[UA] Crash Test Dummies
Patrick O'Duffy
redfern at thehub.com.au
Sat Jun 30 02:41:42 PDT 2001
So it's Saturday night, and I'm watching a documentary about crash test
dummies.
(Why no, I don't have any kind of social life. Why do you ask?)
A few salient and UA-able points:
- Modern crash test dummies cost about $100,000 US each, and every part of
their construction is regulated by law. That's a lot of effort and money -
for an item (entity?) that exists only to be destroyed.
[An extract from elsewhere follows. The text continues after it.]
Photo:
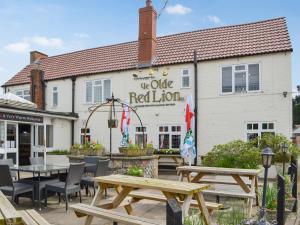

- In the past, crash tests and the like used corpses, animals, or even
living people as experimental subjects. In some respects, the dummy is the
proxy for the living being that should be killed or hurt - possibly for the
guy who developed the modern dummy, a researcher who used _himself_ as a
subject for crash tests.
- Then of course, there are the tie-ins to Roswell and Nazi Germany, but the
programme's still running.
Two possible UA artifacts:
- A dummy that's survived test after test; it never seems to 'die'. Now it
acts as a protective artifact of sorts; drive with it your car, and you and
the dummy will both escape unscathed. The cost, of course, is that the
injuries don't disappear; they're just diverted to some other poor bastard.
- A dummy that's a proxy for a person; injure that person, and you injure
the dummy instead. But the dummy becomes self-aware by experiencing pain -
and when it finally comes alive, it wants _revenge_...
Any other interesting CTD ideas?
--
Patrick O'Duffy, Brisbane, Australia
You really do moan at an Olympic level, don't you?